My career in diagnostic radiography started in the 1990s when I completed my training at Sheffield Hallam University. I was one of the first cohorts of degree-educated radiographers, with most colleagues I worked with in those days having completed the Diploma of the College of Radiographers – or DCR as it was often shortened to. Back then we were using x-ray film to capture images, darkrooms and daylight processors to process them and viewing boxes to look at our images.

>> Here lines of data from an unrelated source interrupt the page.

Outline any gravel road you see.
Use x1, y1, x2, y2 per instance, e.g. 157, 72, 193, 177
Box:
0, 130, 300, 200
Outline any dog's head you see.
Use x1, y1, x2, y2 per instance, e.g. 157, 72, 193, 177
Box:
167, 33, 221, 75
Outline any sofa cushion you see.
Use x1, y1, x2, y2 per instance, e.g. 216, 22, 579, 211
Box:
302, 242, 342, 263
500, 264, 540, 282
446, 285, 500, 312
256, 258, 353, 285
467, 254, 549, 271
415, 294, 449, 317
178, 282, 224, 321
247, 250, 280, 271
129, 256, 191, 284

Over the years I have seen many changes, from x-ray film to digital radiography systems linked to PACS. From single-slice CT to multislice CT with the capability to acquire 256 or 512 slices per rotation, as well as dual-energy CT. MRI units are now commonplace, and we see 3.0T and 7.0T systems, as well as open bore magnets increasingly used to support people with claustrophobia to complete their examination. Interventional procedures have become routine, improving patient care and outcomes for people with cardiovascular conditions, acquired brain injuries and injuries from major trauma.

Alongside this, the role of the radiographer has changed significantly too. As technology has made image acquisition faster and easier, we have been able to use our time to provide more patient care, extend our roles and improve quality standards. And now, of course, we see the increasing role that AI, big data, robotics and genomics have within imaging, and their potential to change our roles even further. It is exciting to imagine where we might be, and what we might be doing, in another 30 years.